Time feels like a ticking time bomb when your trying to concieve.   Every month feels like a failure, it kind of ruins everything.  I was grieving, depressed, unhealthy, anxious, defeated.  You name it.  This was my biggest fear.  After a year we went to the specialist.  After a bunch of tests, blood work, ultrasounds and money we were given our results.  It was right before Christmas.  

 2% chance of natural pregnancy.  

2.   

And the issue is not Jake.  The issue is me.  Our best bet is ivf.  Merry Christmas.
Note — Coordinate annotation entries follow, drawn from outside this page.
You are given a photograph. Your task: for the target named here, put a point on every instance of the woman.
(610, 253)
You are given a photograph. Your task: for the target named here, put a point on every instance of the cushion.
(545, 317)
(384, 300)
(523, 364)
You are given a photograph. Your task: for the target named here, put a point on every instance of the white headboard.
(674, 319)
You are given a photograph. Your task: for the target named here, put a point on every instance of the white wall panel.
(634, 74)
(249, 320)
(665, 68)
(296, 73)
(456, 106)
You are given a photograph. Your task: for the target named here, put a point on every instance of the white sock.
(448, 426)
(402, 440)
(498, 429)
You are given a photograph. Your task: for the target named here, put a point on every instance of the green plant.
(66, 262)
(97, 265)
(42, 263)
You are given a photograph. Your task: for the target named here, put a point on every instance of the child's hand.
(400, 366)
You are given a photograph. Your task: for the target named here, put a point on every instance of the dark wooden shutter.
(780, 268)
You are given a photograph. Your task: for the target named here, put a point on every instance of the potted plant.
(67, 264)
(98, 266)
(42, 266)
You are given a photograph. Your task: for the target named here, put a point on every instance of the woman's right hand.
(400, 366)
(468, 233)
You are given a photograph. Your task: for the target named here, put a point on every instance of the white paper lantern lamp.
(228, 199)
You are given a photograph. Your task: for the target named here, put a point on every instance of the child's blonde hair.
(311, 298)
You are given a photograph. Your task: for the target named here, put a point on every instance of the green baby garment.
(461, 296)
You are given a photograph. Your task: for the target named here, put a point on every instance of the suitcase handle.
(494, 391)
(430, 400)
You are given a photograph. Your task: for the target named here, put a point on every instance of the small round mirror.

     I hid away and cried for... what felt like a long time.  I didn’t want to be apart of this group.  I certainly didn’t want anyone to know.   After a couple weeks we decided to start ivf.   I went in for my baseline ultrasound in February to begin and got the worst case of nerves I’ve ever had, I knew I needed a second opinion so we cancelled our round and took three months off infertility stuff and waited on an appointment At a different clinic for a second opinion.   I prayed over and over God would heal my body in those months and this whole thing would just be a false alarm - but, as expected - our results remained the same.  My peace however, was very different    I felt immediately that we found the place that would help us in our dream of a family.  

After a lot of praying we decided to start ivf.   We have our ivf class in two weeks and we are hopeful to start a may ivf round.   Over and over God has shown himself in ways I have never experienced. 

     This isn’t the story I wanted, this isn’t how I wanted to bring babies into the world, but this is my reality.   And I want it to also be my testimony.  God is faithful and unchanging.  His grace is sufficient in times of need.  I’m amazed by His goodness in the midst of a lot of bad.  I know I can trust Him.   We would appreciate all of the prayers as we start down the journey of ivf and as we share our journey.